Las palabras “Joe Biden” y “grandeza” lucen extrañas en la misma frase porque el Joe con demencia siempre ha sido un político poco impresionante, de bajo carácter y aún menor inteligencia. Es el modelo de la mediocridad, y solo el Estado Profundo es responsable de su instalación como presidente. La comunidad de inteligencia engañó a los votantes estadounidenses durante las elecciones de 2020 al afirmar que la incriminatoria computadora portátil de Hunter Biden era “desinformación rusa” y censurar la historia. Los funcionarios demócratas ignoraron las leyes de seguridad electoral al permitir que operadores políticos inundaran los distritos controlados por demócratas con boletas por correo no verificadas (y muy probablemente fraudulentas). Hasta el día de hoy, ningún “reportero” de noticias de los medios tradicionales puede explicar cómo el presidente Trump pudo perder una elección en la que ganó casi todos los condados indicativos tradicionales por márgenes de dos dígitos. Ningún “periodista” acreditado puede explicar cómo Joe Biden, un hombre que luchó por ganar las primarias demócratas, pudo terminar con más votos en las elecciones generales de 2020 que cualquier candidato en la historia de Estados Unidos. Ningún analista nacional puede explicar por qué el político “más popular” de todos los tiempos tendría que retirarse de la carrera de 2024. Los estadounidenses conocen la verdad, incluso si los censores del Establishment insisten en decir mentiras. Hacer trampa para llegar al cargo impidió que Biden lograra cualquier tipo de grandeza. Actuar como un títere de Barack Obama, de hecho, le impidió siquiera ser un presidente real.

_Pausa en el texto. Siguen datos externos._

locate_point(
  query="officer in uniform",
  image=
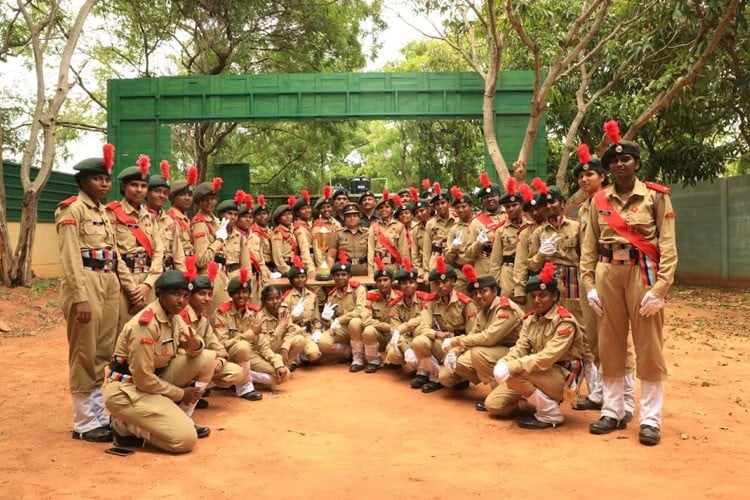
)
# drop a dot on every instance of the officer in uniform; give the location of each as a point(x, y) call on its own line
point(89, 292)
point(546, 358)
point(147, 375)
point(352, 240)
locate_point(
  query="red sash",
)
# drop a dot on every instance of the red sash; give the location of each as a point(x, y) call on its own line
point(131, 224)
point(610, 215)
point(384, 241)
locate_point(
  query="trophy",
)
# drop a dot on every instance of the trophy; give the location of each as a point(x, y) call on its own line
point(324, 239)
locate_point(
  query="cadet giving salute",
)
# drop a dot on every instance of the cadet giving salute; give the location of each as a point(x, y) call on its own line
point(628, 260)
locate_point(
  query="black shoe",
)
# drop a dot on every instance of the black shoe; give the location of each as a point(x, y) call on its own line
point(605, 425)
point(98, 435)
point(372, 368)
point(252, 395)
point(649, 435)
point(431, 387)
point(126, 441)
point(418, 381)
point(533, 423)
point(586, 404)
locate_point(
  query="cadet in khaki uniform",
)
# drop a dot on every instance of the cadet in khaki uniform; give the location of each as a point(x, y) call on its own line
point(506, 239)
point(628, 262)
point(169, 230)
point(181, 198)
point(386, 238)
point(471, 357)
point(378, 320)
point(147, 375)
point(89, 293)
point(342, 311)
point(352, 240)
point(138, 241)
point(546, 358)
point(303, 304)
point(446, 313)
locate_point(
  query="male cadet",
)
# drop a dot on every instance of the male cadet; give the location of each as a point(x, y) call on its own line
point(506, 239)
point(386, 238)
point(181, 198)
point(458, 236)
point(342, 311)
point(436, 230)
point(484, 225)
point(169, 231)
point(148, 376)
point(89, 291)
point(378, 320)
point(352, 240)
point(138, 241)
point(446, 313)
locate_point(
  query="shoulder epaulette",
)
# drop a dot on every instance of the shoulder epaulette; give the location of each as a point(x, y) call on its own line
point(67, 201)
point(146, 317)
point(657, 187)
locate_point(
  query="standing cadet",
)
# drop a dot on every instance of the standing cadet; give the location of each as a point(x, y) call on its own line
point(89, 292)
point(546, 358)
point(628, 262)
point(138, 241)
point(169, 230)
point(386, 238)
point(148, 376)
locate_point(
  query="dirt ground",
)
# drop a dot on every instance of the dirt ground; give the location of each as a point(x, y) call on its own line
point(332, 434)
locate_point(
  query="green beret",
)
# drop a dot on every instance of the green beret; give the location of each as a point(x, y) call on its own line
point(172, 280)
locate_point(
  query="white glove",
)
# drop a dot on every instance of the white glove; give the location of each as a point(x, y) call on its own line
point(316, 336)
point(298, 309)
point(482, 237)
point(447, 344)
point(222, 233)
point(501, 372)
point(328, 311)
point(548, 246)
point(450, 362)
point(458, 241)
point(650, 305)
point(395, 336)
point(594, 302)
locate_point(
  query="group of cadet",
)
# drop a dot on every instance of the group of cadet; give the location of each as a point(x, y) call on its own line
point(493, 287)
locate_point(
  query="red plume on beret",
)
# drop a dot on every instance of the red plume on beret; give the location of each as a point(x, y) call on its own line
point(612, 129)
point(109, 157)
point(470, 273)
point(484, 179)
point(548, 272)
point(540, 185)
point(239, 197)
point(144, 164)
point(440, 264)
point(164, 167)
point(584, 155)
point(191, 271)
point(526, 193)
point(212, 269)
point(192, 176)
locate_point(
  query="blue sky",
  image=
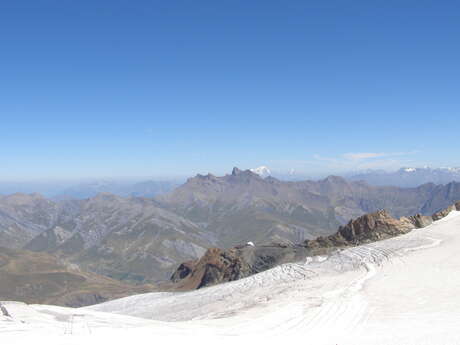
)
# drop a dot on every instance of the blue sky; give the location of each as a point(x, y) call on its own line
point(161, 88)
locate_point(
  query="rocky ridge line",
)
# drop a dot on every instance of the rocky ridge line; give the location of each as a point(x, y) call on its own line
point(219, 266)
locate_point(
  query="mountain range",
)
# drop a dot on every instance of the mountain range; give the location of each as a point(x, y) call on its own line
point(408, 177)
point(143, 240)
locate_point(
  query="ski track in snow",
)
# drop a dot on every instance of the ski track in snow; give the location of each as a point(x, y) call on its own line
point(330, 295)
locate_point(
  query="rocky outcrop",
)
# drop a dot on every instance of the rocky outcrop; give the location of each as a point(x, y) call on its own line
point(218, 266)
point(368, 228)
point(441, 214)
point(420, 221)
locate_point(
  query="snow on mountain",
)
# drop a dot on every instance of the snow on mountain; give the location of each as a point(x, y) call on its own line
point(262, 171)
point(407, 284)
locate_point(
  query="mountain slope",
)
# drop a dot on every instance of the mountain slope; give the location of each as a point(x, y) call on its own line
point(124, 238)
point(409, 177)
point(41, 278)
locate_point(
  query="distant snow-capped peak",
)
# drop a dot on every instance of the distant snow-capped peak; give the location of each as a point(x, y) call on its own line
point(261, 171)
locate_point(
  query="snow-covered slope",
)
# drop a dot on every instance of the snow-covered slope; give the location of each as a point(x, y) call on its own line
point(399, 291)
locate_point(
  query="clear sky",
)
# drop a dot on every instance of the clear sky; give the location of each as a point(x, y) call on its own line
point(115, 88)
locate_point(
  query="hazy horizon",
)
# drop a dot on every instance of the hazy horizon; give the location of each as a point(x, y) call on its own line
point(91, 90)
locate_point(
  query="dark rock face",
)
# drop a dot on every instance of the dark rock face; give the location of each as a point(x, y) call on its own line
point(368, 228)
point(441, 214)
point(218, 266)
point(420, 221)
point(183, 271)
point(4, 311)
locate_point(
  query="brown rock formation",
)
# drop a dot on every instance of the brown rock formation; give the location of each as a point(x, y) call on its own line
point(368, 228)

Sentado junto a todos esos fracasos y fraudes en el funeral de Carter, el presidente Donald J. Trump destacó. Ha enfrentado el fuego y ha seguido adelante. Sus enemigos le han lanzado todo, y aún así se mantiene firme. El Estado Profundo permitió que dos asesinos separados amenazaran su vida, y el hombre nunca dejó de luchar. Juicios políticos, demandas civiles financiadas por demócratas, juicios penales, redadas del FBI, intentos de excluirlo de las boletas estatales: la clase dirigente ha hecho todo lo posible para evitar que Trump represente al pueblo estadounidense. Sin embargo, regresa al cargo con un gran mandato político.
Esta presidencia romperá el molde. Se hará historia. Abróchense los cinturones. Prepárense. Esto va a ser grandioso.